Republicans in the Nevada Legislature have demanded that Democrats agree to change prevailing wage laws before they will agree to extend taxes that are scheduled to expire. Prevailing wages for public works projects are determined by the state labor commissioner based on county surveys and tend to keep wages up.
“If you have very low wages, you have very low spending” at local businesses, Atkinson said. “That kind of income is more likely to be spent in the state than going out.”
Among public sector employees, the governor and most legislators are at loggerheads, with Gov. Brian Sandoval calling for 5 percent pay cuts and Democratic legislators wanting 2.5 percent. It’s a signal of how bad things are that the two sides are arguing not over how to grow the economy but how much to cut wages.

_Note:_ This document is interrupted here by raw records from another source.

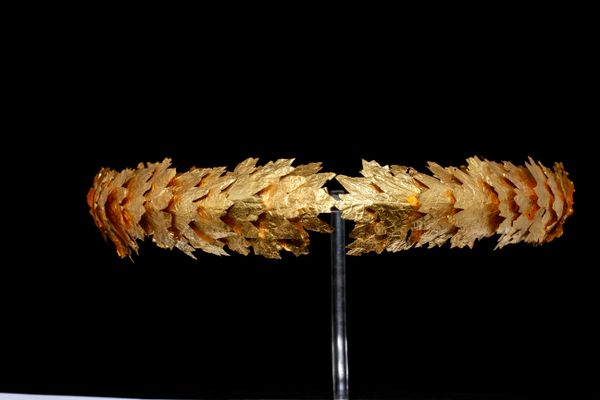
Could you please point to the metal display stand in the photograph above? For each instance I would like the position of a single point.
(339, 346)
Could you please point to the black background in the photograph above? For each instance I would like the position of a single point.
(440, 323)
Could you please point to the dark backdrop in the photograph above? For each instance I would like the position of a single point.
(443, 323)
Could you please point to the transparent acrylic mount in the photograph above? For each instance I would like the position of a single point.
(339, 347)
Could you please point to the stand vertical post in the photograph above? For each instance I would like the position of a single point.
(338, 305)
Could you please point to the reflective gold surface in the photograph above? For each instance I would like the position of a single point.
(396, 208)
(270, 208)
(267, 208)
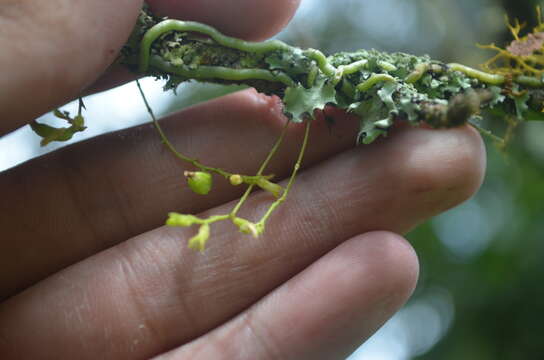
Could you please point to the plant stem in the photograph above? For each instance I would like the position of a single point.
(296, 168)
(261, 170)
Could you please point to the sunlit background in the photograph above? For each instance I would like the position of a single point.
(480, 293)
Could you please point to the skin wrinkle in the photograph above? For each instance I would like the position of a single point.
(233, 246)
(368, 262)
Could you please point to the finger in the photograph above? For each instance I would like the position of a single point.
(95, 194)
(153, 294)
(54, 49)
(325, 312)
(247, 19)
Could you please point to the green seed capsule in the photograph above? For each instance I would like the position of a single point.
(199, 181)
(236, 180)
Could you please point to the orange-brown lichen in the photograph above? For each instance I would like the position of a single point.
(523, 56)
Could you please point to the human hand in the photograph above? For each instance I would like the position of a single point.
(81, 227)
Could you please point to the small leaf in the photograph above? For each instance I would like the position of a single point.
(175, 219)
(198, 242)
(199, 181)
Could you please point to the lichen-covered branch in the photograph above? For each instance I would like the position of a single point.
(380, 88)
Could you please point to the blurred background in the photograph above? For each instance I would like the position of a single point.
(480, 294)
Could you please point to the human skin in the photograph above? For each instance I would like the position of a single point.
(88, 272)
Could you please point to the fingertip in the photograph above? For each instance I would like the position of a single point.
(444, 166)
(388, 262)
(247, 19)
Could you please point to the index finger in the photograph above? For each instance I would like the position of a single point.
(55, 49)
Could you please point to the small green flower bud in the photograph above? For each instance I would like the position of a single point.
(236, 180)
(198, 242)
(247, 227)
(199, 181)
(271, 187)
(175, 219)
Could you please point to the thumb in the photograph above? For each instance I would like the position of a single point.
(51, 50)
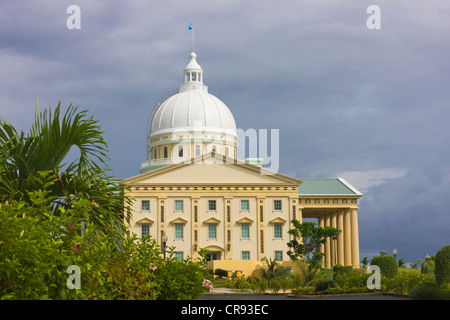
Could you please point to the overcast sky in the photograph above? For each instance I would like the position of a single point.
(371, 106)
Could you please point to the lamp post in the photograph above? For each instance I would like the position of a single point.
(164, 244)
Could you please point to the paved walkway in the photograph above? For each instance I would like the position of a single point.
(233, 294)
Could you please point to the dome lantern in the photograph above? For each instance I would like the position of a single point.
(193, 76)
(190, 123)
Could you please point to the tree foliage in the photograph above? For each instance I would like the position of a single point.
(308, 237)
(45, 148)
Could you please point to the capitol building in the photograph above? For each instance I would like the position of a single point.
(195, 193)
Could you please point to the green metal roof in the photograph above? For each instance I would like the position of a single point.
(336, 186)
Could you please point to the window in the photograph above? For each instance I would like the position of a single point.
(212, 231)
(178, 205)
(244, 205)
(277, 205)
(178, 231)
(145, 205)
(277, 230)
(279, 255)
(179, 255)
(212, 205)
(145, 228)
(245, 231)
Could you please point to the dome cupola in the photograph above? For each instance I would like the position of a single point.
(190, 123)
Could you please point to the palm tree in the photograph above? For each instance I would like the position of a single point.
(23, 157)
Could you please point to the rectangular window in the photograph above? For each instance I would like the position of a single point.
(212, 231)
(145, 205)
(145, 228)
(178, 205)
(245, 255)
(245, 231)
(279, 255)
(179, 255)
(277, 230)
(212, 205)
(244, 205)
(178, 231)
(277, 205)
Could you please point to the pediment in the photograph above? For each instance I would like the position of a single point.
(212, 220)
(211, 172)
(145, 221)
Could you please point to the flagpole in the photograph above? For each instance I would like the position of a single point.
(192, 38)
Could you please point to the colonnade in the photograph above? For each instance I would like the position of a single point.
(344, 249)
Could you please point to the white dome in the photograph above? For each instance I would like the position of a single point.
(193, 107)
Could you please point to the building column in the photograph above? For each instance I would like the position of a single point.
(333, 245)
(228, 243)
(355, 238)
(340, 226)
(322, 247)
(261, 230)
(328, 262)
(347, 239)
(162, 218)
(195, 226)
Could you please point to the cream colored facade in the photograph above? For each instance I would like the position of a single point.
(271, 201)
(194, 190)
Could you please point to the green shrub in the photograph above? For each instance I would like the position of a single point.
(322, 285)
(354, 279)
(429, 291)
(387, 264)
(340, 269)
(427, 267)
(442, 265)
(334, 290)
(304, 290)
(37, 247)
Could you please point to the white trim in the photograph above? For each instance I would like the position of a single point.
(348, 185)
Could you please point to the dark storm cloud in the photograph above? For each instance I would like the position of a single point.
(368, 105)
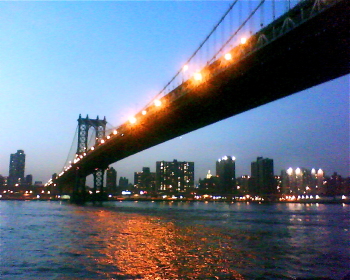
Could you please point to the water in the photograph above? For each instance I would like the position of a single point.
(179, 240)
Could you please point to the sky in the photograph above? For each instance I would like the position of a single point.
(64, 58)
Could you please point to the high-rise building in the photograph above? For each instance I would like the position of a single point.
(174, 177)
(302, 181)
(111, 180)
(262, 177)
(17, 165)
(226, 172)
(123, 183)
(208, 185)
(243, 184)
(29, 180)
(145, 181)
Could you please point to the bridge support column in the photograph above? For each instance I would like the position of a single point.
(99, 194)
(79, 195)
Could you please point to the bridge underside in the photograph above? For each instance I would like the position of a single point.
(312, 53)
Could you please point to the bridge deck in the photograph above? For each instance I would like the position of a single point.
(312, 53)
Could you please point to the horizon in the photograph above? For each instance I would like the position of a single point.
(62, 59)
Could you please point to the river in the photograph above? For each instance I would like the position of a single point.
(173, 240)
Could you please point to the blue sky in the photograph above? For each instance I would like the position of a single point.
(62, 59)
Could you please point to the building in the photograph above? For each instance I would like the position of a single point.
(209, 185)
(226, 172)
(111, 180)
(262, 177)
(17, 166)
(123, 183)
(145, 181)
(302, 181)
(29, 180)
(243, 185)
(174, 177)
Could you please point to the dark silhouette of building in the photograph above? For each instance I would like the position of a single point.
(243, 185)
(111, 180)
(335, 185)
(226, 172)
(262, 177)
(29, 180)
(209, 185)
(17, 165)
(174, 177)
(2, 181)
(123, 183)
(145, 181)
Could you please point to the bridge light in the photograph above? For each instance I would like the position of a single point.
(243, 40)
(132, 120)
(157, 102)
(197, 76)
(228, 56)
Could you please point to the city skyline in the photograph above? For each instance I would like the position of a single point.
(63, 57)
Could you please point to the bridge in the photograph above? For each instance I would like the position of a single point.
(306, 46)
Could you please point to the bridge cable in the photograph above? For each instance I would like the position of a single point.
(70, 150)
(201, 45)
(239, 28)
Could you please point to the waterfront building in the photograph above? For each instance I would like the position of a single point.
(335, 185)
(174, 177)
(111, 180)
(209, 185)
(243, 184)
(16, 170)
(2, 181)
(226, 172)
(302, 181)
(29, 180)
(145, 181)
(262, 177)
(123, 183)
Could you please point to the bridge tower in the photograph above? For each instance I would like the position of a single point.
(84, 125)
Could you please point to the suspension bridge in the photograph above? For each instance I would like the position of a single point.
(263, 56)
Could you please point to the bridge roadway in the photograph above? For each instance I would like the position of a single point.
(314, 52)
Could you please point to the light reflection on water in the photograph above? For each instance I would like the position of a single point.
(128, 240)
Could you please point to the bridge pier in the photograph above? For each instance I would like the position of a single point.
(79, 194)
(98, 192)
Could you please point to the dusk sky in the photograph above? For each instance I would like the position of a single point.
(62, 59)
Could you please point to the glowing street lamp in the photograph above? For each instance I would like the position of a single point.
(243, 40)
(132, 120)
(228, 56)
(198, 76)
(157, 102)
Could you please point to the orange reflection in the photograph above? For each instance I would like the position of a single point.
(149, 247)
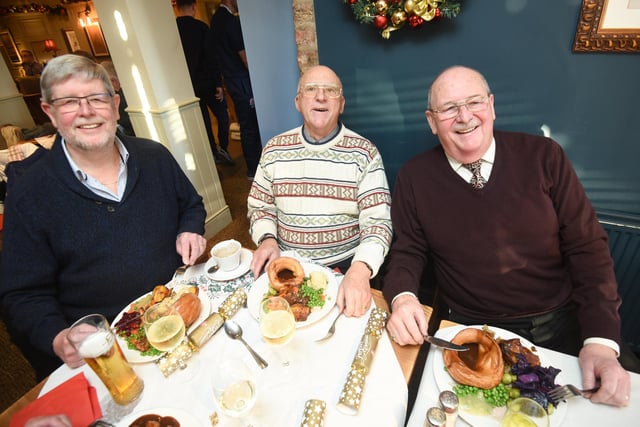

Sen. Ben Kieckhefer of Washoe County recently told the Associated Press, “The way you need to balance a budget that’s 80 percent payroll is to cut payroll, whether in the public or private sector.”
And it is true that some economists do not regard public sector payrolls as producing the same growth as private business payrolls, though not all agree with that.
Nevada is also becoming less able to compete for workers. The state is losing skilled workers it needs as they leave the state and its low wages in a recession, hampering the state’s ability to compete in economic development. The state tends to be oriented to trying to lure businesses. Workers seldom appear on its radar screen.
One of the few industries that is thriving in Nevada right now is mining, and mining companies tend to be located not only out of the state but out of the country, causing a flight of the money made in the state from the state.
In 2008, Nevada was ranked 17th in the nation for per capita income at $41,182. Even that figure was likely inflated because Nevada is a tax-haven state for millionaires who have tax residences in Nevada but actually live elsewhere. And those distorted figures make it seem that life for the state’s workers is better than it is.
Little wonder that perhaps 300 workers attended the day at the Legislature.
“It’s worth it, man,” Bonnie Whitney said of the miles from Las Vegas. “We’re here to make a statement.”